Making the transition into teaching;
What did you do before becoming a teacher?
I worked as a sales account manager and was responsible for selling a portfolio of technical instrumentation. This involved prospecting for new business, working with key accounts and negotiating sales for new contracts and instrumentation purchases. Working across numerous sectors including the pharmaceutical industry, petrochemical companies, academia and clinical markets enabled me to gain extensive experience in building relationships with scientists, management and procurement.
Which skills from your previous career will be useful in the classroom?
Presenting to customers at sales meetings, both regionally and globally, gave me confidence in speaking to people from all walks of life and at a variety of technical levels, giving me an understanding of the need to customise my material to the target audience. I'm used to building professional relationships founded on trust in my sales career. Communicating with students with different needs, both socially and academically, will require me to understand their learning styles, as you would understand a customer's needs, and is essential in gaining their respect.
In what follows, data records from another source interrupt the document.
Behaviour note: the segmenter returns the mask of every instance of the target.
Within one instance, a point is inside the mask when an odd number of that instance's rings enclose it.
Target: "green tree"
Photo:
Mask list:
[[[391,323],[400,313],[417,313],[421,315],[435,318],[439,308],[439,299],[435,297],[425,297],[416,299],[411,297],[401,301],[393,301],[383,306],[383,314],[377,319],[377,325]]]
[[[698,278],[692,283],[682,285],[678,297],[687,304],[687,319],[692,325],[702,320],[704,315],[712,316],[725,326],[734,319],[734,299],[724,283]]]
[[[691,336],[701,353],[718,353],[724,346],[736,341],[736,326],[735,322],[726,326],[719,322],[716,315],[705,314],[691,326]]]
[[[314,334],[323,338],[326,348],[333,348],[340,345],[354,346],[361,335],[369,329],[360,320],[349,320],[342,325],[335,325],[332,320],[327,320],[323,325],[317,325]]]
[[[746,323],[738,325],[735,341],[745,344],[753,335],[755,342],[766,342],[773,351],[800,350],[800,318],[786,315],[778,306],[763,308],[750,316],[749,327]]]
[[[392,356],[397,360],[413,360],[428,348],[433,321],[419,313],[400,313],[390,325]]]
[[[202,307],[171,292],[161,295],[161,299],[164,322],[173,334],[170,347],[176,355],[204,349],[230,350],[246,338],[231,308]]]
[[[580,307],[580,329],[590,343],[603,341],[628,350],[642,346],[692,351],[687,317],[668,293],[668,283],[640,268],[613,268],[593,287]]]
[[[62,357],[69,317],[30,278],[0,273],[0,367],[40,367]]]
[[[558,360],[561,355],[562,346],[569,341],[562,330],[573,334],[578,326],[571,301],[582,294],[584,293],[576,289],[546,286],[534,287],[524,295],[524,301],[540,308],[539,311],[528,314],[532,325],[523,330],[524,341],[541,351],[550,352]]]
I have also needed to be organised and to report succinct data, and these skills will help me manage a busy schedule and to record my reflections as a trainee teacher.
What inspired you to get into teaching?
My inspiration to get into teaching came from watching my two daughters progress through their school. I volunteered to take part in UCAS preparation evenings by assisting sixth form students with mock interviews. Seeing the students' enthusiasm for science and feeling the sense of achievement in helping them to realise their own potential ignited a passion in me. I also participated in the Royal Society of Chemistry's (RSC) Top of The Bench competition by marking quiz papers and this, and other RSC events, inspired me.
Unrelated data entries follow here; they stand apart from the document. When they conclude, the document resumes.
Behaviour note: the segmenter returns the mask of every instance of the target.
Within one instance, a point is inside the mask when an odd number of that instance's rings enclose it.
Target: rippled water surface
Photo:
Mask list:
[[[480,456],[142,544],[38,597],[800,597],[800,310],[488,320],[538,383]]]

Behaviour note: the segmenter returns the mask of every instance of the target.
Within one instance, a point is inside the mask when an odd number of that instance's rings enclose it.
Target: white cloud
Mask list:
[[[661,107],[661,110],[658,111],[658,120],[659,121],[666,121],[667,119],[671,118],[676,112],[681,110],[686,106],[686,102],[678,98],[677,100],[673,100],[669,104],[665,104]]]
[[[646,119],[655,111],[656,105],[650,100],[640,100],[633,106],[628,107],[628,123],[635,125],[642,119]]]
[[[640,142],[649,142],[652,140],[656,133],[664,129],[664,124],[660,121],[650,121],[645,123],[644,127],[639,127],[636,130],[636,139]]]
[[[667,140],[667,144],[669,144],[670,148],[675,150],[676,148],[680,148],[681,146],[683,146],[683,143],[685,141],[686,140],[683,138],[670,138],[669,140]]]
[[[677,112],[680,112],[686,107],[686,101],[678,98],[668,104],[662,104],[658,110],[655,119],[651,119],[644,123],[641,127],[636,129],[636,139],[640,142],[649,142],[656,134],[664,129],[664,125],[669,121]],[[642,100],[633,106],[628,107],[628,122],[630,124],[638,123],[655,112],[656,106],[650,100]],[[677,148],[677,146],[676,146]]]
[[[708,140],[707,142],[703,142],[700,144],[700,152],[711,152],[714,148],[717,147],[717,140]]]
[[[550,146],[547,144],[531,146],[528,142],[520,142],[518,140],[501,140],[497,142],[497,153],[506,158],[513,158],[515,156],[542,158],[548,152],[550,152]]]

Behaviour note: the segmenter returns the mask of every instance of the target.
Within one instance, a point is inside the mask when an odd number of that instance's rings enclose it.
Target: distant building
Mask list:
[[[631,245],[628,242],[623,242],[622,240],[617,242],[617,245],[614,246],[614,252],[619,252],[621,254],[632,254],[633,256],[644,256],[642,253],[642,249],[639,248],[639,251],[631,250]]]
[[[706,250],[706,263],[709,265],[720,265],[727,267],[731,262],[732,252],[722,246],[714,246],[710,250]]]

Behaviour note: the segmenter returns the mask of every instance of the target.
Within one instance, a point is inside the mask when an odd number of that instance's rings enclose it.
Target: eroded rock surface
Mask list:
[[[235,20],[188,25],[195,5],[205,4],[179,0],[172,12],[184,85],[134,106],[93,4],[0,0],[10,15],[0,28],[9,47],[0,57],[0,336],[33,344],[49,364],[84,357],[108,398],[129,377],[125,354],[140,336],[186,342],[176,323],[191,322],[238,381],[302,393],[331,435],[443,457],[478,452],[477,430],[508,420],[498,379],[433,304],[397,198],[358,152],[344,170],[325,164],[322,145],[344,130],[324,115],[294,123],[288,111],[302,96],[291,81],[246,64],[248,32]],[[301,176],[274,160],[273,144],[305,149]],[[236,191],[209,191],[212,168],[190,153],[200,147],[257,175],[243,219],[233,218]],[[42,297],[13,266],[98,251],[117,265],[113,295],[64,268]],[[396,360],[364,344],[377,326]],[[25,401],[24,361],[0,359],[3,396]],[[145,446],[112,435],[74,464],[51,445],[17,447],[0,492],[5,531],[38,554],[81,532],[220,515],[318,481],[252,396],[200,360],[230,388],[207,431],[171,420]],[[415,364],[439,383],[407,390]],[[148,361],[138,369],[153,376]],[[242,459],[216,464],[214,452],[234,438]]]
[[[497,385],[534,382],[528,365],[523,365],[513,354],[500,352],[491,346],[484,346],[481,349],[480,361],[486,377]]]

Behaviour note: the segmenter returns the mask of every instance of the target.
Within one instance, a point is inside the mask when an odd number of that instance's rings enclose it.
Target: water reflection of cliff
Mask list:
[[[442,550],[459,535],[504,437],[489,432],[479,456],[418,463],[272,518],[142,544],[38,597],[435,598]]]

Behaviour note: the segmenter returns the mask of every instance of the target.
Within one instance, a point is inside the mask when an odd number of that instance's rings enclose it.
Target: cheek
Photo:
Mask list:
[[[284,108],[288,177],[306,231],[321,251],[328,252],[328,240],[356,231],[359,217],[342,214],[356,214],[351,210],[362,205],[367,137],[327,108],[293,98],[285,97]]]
How has Transition to Teach supported you so far?
The Transition to Teach programme has given me vital additional support which has been essential in growing my confidence as a trainee teacher and a career changer. Changing my role later in life was not a decision I took lightly and knowing that I have support from Transition to Teach, and that there are other trainees in the same position, helps me feel valued and appreciated. The support I receive from regular webinars and fantastic resources gives me a real sense of community. Having a dedicated Guidance and Development Adviser (GDA) with a wealth of experience allows me to ask questions - and there are many when starting out as a trainee teacher! My GDA has been a brilliant support, especially when I came to tackling my academic essays and her advice is always relevant and gives me the confidence to try new strategies.
As you move into teaching, what are you most excited about?
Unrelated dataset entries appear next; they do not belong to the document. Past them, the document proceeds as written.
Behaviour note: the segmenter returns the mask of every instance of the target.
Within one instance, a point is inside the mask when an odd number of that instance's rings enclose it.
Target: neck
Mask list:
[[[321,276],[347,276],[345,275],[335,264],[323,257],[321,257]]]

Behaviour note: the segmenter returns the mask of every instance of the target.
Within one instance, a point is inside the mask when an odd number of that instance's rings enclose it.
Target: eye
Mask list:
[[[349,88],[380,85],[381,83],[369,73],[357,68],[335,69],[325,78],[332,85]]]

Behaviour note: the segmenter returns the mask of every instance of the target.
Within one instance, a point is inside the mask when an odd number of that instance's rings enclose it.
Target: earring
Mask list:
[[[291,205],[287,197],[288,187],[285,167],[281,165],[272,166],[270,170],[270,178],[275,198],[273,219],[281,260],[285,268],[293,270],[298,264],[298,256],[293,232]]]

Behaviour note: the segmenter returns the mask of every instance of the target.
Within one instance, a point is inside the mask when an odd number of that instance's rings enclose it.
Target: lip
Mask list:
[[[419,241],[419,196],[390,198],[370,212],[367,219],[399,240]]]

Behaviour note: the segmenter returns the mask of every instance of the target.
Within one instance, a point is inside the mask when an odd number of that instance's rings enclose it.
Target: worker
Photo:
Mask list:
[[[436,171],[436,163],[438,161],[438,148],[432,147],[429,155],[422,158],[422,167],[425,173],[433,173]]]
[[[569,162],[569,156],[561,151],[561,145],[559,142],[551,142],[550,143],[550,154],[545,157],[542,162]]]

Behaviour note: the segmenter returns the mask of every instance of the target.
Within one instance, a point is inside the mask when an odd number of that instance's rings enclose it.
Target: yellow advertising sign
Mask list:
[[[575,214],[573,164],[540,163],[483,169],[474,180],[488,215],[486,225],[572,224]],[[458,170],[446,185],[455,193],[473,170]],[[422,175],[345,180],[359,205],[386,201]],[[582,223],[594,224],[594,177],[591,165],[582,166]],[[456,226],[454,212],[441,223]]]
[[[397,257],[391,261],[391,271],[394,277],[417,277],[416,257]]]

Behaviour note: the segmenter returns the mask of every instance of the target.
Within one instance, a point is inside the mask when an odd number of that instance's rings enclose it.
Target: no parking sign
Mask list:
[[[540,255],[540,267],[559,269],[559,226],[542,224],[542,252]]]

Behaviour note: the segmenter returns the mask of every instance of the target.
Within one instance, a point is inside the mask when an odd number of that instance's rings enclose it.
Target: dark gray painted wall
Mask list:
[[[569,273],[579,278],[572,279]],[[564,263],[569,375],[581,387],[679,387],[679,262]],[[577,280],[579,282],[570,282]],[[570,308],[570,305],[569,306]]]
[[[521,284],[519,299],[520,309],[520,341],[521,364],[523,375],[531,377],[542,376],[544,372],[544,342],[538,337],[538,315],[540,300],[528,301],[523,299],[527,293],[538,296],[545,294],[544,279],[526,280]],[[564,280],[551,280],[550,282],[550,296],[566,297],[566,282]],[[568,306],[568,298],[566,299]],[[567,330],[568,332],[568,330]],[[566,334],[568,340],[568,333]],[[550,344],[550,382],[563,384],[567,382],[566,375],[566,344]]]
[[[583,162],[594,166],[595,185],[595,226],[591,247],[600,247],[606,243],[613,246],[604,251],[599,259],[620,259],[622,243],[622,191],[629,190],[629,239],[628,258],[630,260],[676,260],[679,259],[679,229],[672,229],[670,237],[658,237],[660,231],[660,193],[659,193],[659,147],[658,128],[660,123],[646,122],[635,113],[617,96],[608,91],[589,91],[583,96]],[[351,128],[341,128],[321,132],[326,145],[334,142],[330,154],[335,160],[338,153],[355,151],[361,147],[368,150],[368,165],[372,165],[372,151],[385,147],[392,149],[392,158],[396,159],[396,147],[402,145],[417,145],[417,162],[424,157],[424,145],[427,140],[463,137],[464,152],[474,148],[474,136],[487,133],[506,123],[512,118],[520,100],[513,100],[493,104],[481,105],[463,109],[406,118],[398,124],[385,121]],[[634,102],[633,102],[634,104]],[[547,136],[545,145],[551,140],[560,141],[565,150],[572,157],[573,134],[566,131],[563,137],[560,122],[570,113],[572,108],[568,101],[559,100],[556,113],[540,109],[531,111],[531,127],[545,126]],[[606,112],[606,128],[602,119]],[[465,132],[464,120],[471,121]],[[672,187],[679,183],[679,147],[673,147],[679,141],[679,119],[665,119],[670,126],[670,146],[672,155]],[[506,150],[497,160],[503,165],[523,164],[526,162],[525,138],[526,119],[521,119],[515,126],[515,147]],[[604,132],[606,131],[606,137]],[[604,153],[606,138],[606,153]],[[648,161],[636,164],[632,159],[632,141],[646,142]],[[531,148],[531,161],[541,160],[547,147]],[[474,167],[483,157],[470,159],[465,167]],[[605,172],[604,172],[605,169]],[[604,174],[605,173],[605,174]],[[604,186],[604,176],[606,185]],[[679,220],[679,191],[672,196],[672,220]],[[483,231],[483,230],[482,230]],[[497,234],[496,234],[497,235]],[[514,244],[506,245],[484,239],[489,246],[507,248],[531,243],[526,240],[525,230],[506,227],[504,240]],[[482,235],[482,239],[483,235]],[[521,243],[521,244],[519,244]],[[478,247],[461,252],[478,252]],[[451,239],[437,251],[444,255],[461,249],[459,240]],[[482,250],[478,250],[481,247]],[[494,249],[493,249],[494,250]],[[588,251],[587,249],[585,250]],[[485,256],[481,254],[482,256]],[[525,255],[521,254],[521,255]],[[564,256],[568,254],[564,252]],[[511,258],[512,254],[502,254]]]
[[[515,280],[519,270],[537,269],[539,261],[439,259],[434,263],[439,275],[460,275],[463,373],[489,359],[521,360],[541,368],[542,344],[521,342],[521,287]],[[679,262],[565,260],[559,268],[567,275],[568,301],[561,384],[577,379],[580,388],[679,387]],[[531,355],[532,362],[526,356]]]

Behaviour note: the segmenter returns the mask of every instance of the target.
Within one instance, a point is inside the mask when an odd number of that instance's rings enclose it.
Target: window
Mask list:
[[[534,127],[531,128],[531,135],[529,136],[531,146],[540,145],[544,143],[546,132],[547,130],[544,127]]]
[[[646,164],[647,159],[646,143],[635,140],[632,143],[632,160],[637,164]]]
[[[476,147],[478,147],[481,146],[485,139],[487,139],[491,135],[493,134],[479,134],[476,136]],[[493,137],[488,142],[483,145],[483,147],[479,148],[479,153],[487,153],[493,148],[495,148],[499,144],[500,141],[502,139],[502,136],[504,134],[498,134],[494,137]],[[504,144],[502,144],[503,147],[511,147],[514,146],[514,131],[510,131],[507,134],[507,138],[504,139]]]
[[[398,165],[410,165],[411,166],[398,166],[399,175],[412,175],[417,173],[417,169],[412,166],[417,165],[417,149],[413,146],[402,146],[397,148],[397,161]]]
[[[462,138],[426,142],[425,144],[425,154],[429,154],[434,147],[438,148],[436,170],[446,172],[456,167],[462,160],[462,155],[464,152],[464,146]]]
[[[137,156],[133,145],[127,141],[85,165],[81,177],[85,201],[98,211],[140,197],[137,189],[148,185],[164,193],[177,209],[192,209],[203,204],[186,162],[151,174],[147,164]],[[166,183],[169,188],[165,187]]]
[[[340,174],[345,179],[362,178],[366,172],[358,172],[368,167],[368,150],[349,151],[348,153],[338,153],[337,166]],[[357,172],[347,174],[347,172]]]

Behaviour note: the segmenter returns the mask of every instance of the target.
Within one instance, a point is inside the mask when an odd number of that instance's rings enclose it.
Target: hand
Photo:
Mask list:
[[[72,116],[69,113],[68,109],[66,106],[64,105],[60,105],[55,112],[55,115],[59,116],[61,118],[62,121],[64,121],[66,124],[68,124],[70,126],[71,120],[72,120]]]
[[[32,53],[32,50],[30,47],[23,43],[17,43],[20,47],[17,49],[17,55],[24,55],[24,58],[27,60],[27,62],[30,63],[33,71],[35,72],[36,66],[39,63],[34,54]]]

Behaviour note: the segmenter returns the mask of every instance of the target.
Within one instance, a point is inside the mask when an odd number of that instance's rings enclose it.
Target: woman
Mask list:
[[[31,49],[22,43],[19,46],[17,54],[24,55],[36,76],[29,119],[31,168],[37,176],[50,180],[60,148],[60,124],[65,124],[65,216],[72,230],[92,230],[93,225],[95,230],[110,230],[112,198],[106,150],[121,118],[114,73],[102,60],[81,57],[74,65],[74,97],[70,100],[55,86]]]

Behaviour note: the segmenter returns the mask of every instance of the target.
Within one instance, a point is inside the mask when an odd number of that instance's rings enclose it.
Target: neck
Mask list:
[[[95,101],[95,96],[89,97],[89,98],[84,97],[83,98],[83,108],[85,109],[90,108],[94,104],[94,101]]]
Being a creative person, teaching is allowing me to unleash my imagination in lessons - I'm making them interactive, relevant and, where possible, linked to anecdotes. I am looking forward to following students through their whole school career and I'm excited to learn more about how I can make an impact with students throughout their education. Forming relationships with colleagues is also a key part of my role and I am really enjoying taking advice from observations and using this feedback to try new strategies to constantly improve my practice.
Where do you see yourself in five years' time?
I hope to be a successful teacher, confident in my abilities to engage a class, teaching meaningful and exciting lessons. I know that continuing professional development will be an ongoing process throughout the remainder of my teaching career and progressing into a role as a head of year would be my ambition within the next five years. My main ambition is to be a teacher who is admired and trusted by my colleagues and those I teach, with a passion for my subject, a loyalty to my school and a continuing vocation to influence and create ambition in the scientists of tomorrow.